Specific heat capacity
The specific heat or heat capacity Cp denotes the amount of energy needed to heat one kilogram of a material exactly one Kelvin.
There are substances that have a high heat capacity and thus require a lot of energy to heat up, such as water, but also those that are relatively easy to heat, such as iron or lead. The determination of Cp is particularly interesting when it comes to energy distribution during heating, use of waste heat, heat storage, insulation or thermal resistance.
For almost all components, the Cp value is known today and is determined by default. Of course, this already starts in the development of materials, of which mostly only small samples exist.
By means of DSC, the specific heat can be determined on the basis of only a very small amount of sample by performing a measurement against a sapphire disk over the desired temperature range.

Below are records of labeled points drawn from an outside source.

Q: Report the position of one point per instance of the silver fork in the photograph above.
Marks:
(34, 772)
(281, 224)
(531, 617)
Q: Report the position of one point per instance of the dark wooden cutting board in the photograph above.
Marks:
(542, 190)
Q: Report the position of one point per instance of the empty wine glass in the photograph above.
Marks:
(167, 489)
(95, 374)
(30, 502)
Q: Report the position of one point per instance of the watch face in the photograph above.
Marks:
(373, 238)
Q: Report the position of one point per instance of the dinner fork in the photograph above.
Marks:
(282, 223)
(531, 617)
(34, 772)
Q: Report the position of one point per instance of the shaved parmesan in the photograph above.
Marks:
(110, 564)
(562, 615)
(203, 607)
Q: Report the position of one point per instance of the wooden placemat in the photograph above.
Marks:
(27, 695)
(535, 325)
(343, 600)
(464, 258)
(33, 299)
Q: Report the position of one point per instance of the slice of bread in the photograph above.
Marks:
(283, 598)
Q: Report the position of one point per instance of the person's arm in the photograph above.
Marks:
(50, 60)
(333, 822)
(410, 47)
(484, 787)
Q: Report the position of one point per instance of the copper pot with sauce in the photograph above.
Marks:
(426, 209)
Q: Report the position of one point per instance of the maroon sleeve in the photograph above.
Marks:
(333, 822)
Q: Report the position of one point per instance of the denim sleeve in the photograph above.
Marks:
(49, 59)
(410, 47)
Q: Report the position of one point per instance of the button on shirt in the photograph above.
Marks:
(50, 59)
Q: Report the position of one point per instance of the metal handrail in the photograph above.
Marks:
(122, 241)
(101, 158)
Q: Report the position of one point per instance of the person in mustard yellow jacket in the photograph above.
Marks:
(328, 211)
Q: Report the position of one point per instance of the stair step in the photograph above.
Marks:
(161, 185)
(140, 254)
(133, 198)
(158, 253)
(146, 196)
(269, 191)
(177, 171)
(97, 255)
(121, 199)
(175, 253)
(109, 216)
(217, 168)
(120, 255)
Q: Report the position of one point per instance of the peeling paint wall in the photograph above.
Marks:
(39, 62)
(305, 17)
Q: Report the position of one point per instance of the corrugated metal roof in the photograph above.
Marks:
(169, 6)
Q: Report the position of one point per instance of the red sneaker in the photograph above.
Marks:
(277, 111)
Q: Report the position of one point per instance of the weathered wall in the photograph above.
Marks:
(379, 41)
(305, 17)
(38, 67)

Sapphire is a material whose specific heat is very linear with temperature and therefore well suited as a calibration standard. In a Cp measurement, the sample to be examined is heated at a defined heating rate and the heat absorption of the sample is determined by comparison with the environment.
In the normal case, if the sample does not undergo phase transformation or reaction, then the sample temperature is always slightly lower than the ambient temperature or in this case the temperature of the crucible in which the sample is located. From this difference can then be calculated on the basis of the sapphire calibration, the exact amount of energy that has flowed during heating in the sample.